Figure 7 shows the state diagram of the operation described above. If the ignition failure repeated certain times, it will be considered "cannot work" and stay blanking state until power off.
The LPS lamps are large in size compared with HID lamps, I built the luminaires that designed specially for each LPS lamp. Figure 8 shows the built luminaire and its rough sketch. It consists of aluminium plates and transparent acrylic boards in 2 mm of thickness each and is shaped like a lantern. The acrylic board is bended with a certain radius to make it in rounded shape as a design, and also it can minimize the glueing and maintain the transparency. However bending the acrylic board in arbitrary radius is not an easy work and it needs some jig. I used a furniture with a rounded corner for a bending die and succeeded. The base cap of LPS lamp is BY22d, a variant of B22d withstands high-ignition voltage, but the lamp holders for LPS lamps are not in the market any longer, so that I modified a E27 to B22d socket converter to use it for this project.
There is an essential characteristic of LPS lamps that needs some consideration to use it, because not a few metallic sodium is sealed in the discharge tube. The sodium is in liquid phase while the lamp is in work and about 15 minutes after power off. Within this time, any shock or vibration should not be applied to the lamp, or the sodium can flow in the discharge tube and spread on the inner surface or lead-in wires. This can cause loss of lumen or seal failure of discharge tube. In general, the burning position of LPS lamsp is in horizontal ±20 degrees, to avoid flow of sodium and to maintain even thermal and sodium vapor distribution of discharge tube. As for small LPS lamps in T50, they can burn in base up ±110 degrees.
The luminaire can be put anywhere on the table or floor, but the position of luminaire needs to be under restriction of burning posision of lamp. When set the luminaire in vertical, the lamp holder needs to be upward. I made two keyholes on the back plate to hang the luminaire on the wall or ceiling easy.

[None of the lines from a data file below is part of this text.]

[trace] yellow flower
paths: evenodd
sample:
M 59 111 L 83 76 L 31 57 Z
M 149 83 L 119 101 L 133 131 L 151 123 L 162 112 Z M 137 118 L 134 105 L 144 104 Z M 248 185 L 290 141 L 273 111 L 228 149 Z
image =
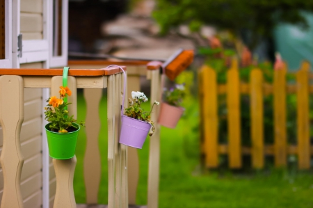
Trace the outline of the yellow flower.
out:
M 60 93 L 60 95 L 61 97 L 65 97 L 65 94 L 67 94 L 68 96 L 71 96 L 72 95 L 72 91 L 70 90 L 69 88 L 67 87 L 63 87 L 61 86 L 60 87 L 61 90 L 58 91 L 58 93 Z
M 58 107 L 58 105 L 63 104 L 63 100 L 61 99 L 56 98 L 56 96 L 52 96 L 50 97 L 50 99 L 49 100 L 49 104 L 50 105 L 52 105 L 54 107 Z

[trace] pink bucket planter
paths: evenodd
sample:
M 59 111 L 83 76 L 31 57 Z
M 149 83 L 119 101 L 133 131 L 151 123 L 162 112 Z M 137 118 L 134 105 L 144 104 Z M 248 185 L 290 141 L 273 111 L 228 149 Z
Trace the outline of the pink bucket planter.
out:
M 150 128 L 150 123 L 122 115 L 120 143 L 141 149 Z
M 174 129 L 184 111 L 184 108 L 173 106 L 163 102 L 161 104 L 158 123 L 166 127 Z

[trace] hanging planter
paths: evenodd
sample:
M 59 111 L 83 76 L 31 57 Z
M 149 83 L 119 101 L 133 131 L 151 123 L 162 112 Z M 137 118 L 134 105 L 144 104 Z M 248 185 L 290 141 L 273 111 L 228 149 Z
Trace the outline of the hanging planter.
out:
M 171 106 L 166 102 L 161 104 L 158 123 L 168 128 L 175 129 L 185 109 Z
M 162 85 L 163 86 L 163 85 Z M 164 88 L 164 102 L 161 104 L 158 123 L 168 128 L 176 127 L 178 121 L 183 115 L 185 109 L 180 104 L 185 96 L 184 84 L 176 84 L 174 88 Z
M 49 127 L 51 123 L 45 125 L 47 138 L 48 139 L 49 154 L 51 157 L 58 159 L 67 159 L 75 155 L 76 143 L 79 125 L 72 123 L 77 129 L 67 133 L 58 133 L 52 131 Z
M 69 67 L 64 67 L 63 86 L 60 87 L 60 99 L 55 96 L 49 97 L 45 108 L 45 118 L 49 123 L 45 125 L 48 140 L 49 154 L 57 159 L 67 159 L 75 155 L 76 143 L 80 129 L 73 116 L 69 116 L 67 95 L 72 95 L 67 88 L 67 72 Z
M 141 149 L 150 129 L 150 123 L 123 115 L 120 143 Z
M 115 66 L 124 73 L 124 79 L 126 80 L 126 74 L 124 70 L 118 65 L 109 65 L 109 67 Z M 124 103 L 125 99 L 126 85 L 124 83 L 123 98 L 121 109 L 121 121 L 119 143 L 129 147 L 141 149 L 145 143 L 147 136 L 152 136 L 154 131 L 154 122 L 150 120 L 150 113 L 154 104 L 159 105 L 156 101 L 152 105 L 150 113 L 147 113 L 141 107 L 143 102 L 148 101 L 147 97 L 141 92 L 131 92 L 133 99 L 129 99 L 128 108 L 124 109 Z M 124 112 L 125 110 L 125 112 Z M 124 114 L 124 115 L 123 115 Z M 152 132 L 149 134 L 152 130 Z

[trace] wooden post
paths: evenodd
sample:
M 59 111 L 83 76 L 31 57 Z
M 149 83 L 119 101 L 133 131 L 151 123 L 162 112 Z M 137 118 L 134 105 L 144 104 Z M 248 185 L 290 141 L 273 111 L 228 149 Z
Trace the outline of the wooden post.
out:
M 309 169 L 310 163 L 309 70 L 309 63 L 304 62 L 300 70 L 297 72 L 297 133 L 299 169 Z
M 125 72 L 126 73 L 126 72 Z M 124 79 L 124 76 L 122 76 L 122 85 L 120 89 L 120 103 L 122 102 L 122 97 L 124 95 L 123 88 L 124 84 L 126 84 L 126 92 L 127 92 L 127 80 Z M 125 92 L 125 105 L 128 103 L 127 94 Z M 134 148 L 132 148 L 134 149 Z M 127 151 L 128 147 L 127 145 L 120 144 L 120 157 L 121 157 L 121 207 L 128 208 L 128 170 L 127 170 Z
M 108 77 L 108 208 L 115 208 L 115 75 Z
M 51 96 L 58 97 L 60 86 L 62 86 L 62 76 L 53 77 L 51 79 Z M 77 118 L 77 83 L 74 77 L 67 78 L 67 86 L 72 90 L 72 95 L 68 97 L 69 115 Z M 76 156 L 72 159 L 59 160 L 53 159 L 56 178 L 56 191 L 54 208 L 76 207 L 75 197 L 73 190 L 73 179 L 77 163 Z
M 127 77 L 127 96 L 131 97 L 131 91 L 141 90 L 140 76 Z M 125 105 L 128 102 L 125 100 Z M 136 205 L 137 186 L 139 179 L 139 159 L 136 148 L 128 148 L 128 200 L 129 205 Z
M 287 166 L 286 64 L 274 71 L 274 158 L 275 167 Z
M 264 166 L 263 74 L 260 70 L 255 69 L 250 77 L 252 163 L 253 168 L 262 168 Z
M 154 100 L 159 99 L 161 93 L 160 74 L 159 70 L 150 71 L 151 77 L 151 104 Z M 151 113 L 151 120 L 155 121 L 155 131 L 150 137 L 149 170 L 148 170 L 148 192 L 147 208 L 157 208 L 159 204 L 159 181 L 160 171 L 160 125 L 156 120 L 159 108 L 154 106 Z
M 218 166 L 218 100 L 216 73 L 208 66 L 201 69 L 202 96 L 203 105 L 203 151 L 205 154 L 205 166 L 217 168 Z
M 83 89 L 83 95 L 87 106 L 86 118 L 87 143 L 83 158 L 86 202 L 87 204 L 97 204 L 101 177 L 98 141 L 101 127 L 99 104 L 102 97 L 102 89 Z
M 115 162 L 115 207 L 120 207 L 121 202 L 121 157 L 120 157 L 120 145 L 118 143 L 120 140 L 120 74 L 115 75 L 115 101 L 114 101 L 114 117 L 115 117 L 115 128 L 114 128 L 114 154 Z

Figure 9 shows the built DC powered luminaire for 18 W SOX-E lamp. The only difference in the construction is the length of body and any other dimensions is same as 36 W AC powered one.
The configurations of electronic ballast and the control program except configuration parameters are almost the same. There is a significant difference in supply voltage. The supply voltage is much lower than the lamp voltage, and it lowers the efficacy of the matching network at too high matching ratio, so that 24 V, the maximum voltage in generic wall adapter, of input voltage is chosen and a full-bridge inverter is used to make the output voltage of inverter high as possible.